Some projects that we’ve recently completed or are working on:

  • Improving infrastructure automation around our Windows and Linux servers
  • Creating a secure replica of our infrastructure for storing private Q&A data
  • Reinventing how DNS is managed
  • Implementing autonomous OS upgrades for both Windows and Linux servers
  • Upgrading hardware with zero downtime across a variety of services
  • Improving how we monitorservice internals
  • Migrating to a new CDN

Skills & Requirements

We’re looking for:

  • In-depth experience in Linux (and comfortable working with Windows)
  • Basic understanding of networking: the HTTP protocol, how load balancers work, IP addressing. (We use HAProxy, Fast.ly/Varnish, IIS)
  • Experience working hands-on with computer hardware
  • Experience with a configuration management systems or Infrastructure as Code (we use Puppet and Ansible)
  • A track record of taking on challenges and delivering thorough, stable, and maintainable systems
  • Strong written communication skills and a strong inclination to “document as you go”

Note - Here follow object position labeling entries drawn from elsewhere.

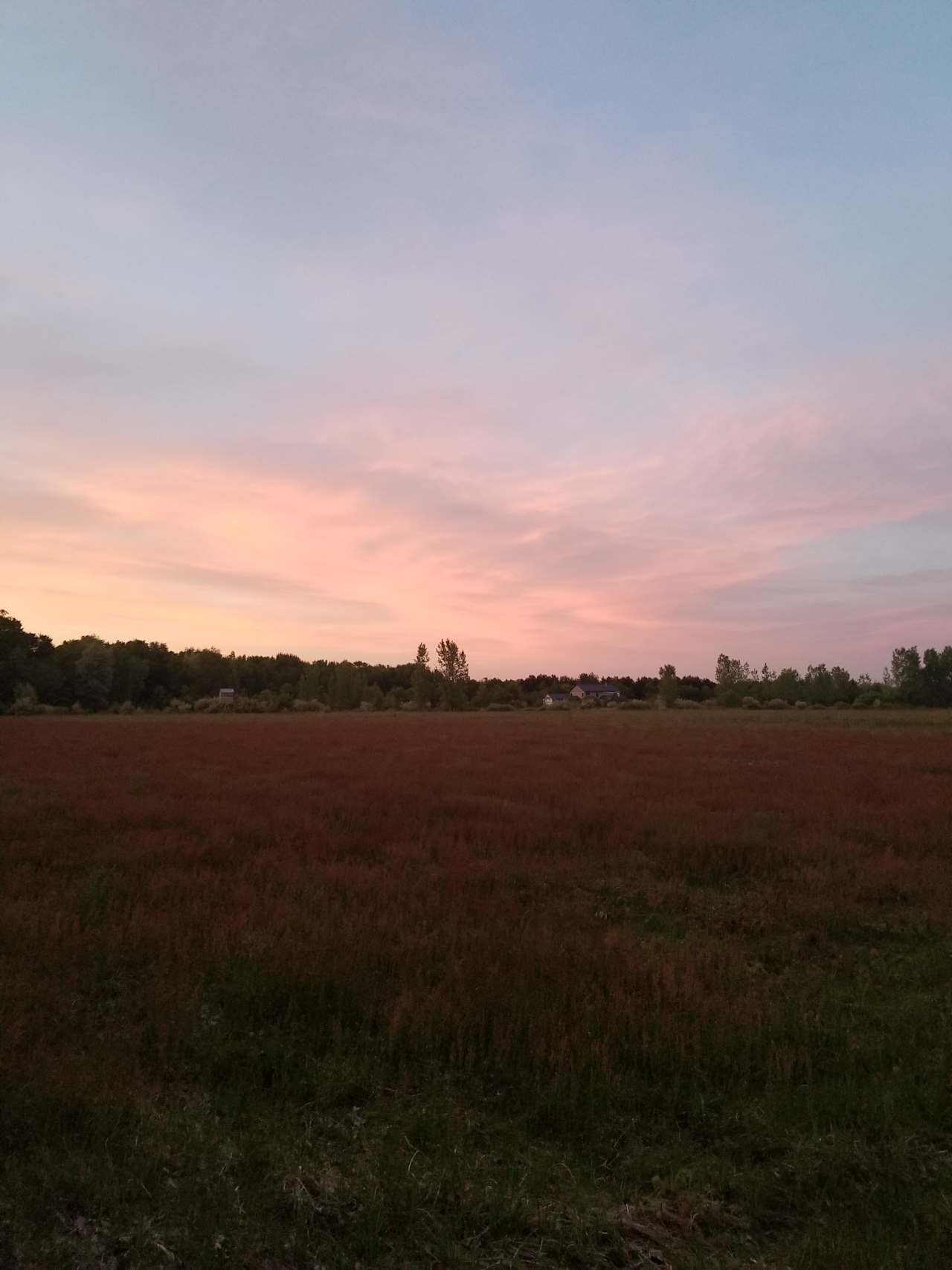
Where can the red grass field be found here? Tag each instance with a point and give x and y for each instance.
(476, 991)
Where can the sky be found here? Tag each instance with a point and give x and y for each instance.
(591, 336)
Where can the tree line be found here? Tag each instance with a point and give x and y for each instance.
(89, 673)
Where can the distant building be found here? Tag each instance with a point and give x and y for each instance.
(596, 691)
(555, 699)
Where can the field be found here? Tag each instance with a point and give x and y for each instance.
(390, 991)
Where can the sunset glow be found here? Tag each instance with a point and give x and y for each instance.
(592, 336)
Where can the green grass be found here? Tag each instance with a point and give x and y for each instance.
(582, 991)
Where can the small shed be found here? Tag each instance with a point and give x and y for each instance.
(555, 699)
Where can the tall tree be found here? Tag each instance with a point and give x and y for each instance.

Not required, but please let us know if you have experience with:

  • Experience with Dell OME (or other firmware management system)
  • Experience with network device administration
  • Experience with TeamCity, Jenkins, OctoDeploy, or other CI systems
  • HBase system administration
  • Experience in security, or have worked in a SOC or PCI environment
  • Experience with Azure or other cloud environments
  • Experience with some of the other technologies we use: ElasticSearch, Redis, Haproxy, Puppet, VMware, TeamCity, DSC, IIS and SSL cert management
  • Involvement with open source projects

When you apply…  Please include an up-to-date resume. We also strongly encourage you to include a cover letter explaining why you’re interested in working at Stack Overflow.

What you’ll get in return:

  • Flexible hours
  • 20 days paid vacation + holidays
  • Completely free health insurance – no copay, no premiums
  • Generous parental leave (10-16 weeks at 100% pay), family care leave, and unlimited sick days
  • Employees will never be poked with a sharp stick

When you work remotely (within 1 hour travel time to Denver, CO)… We’ll help you set up a great home office, with an ergonomic chair, standing desk, and any other equipment you need to do your job.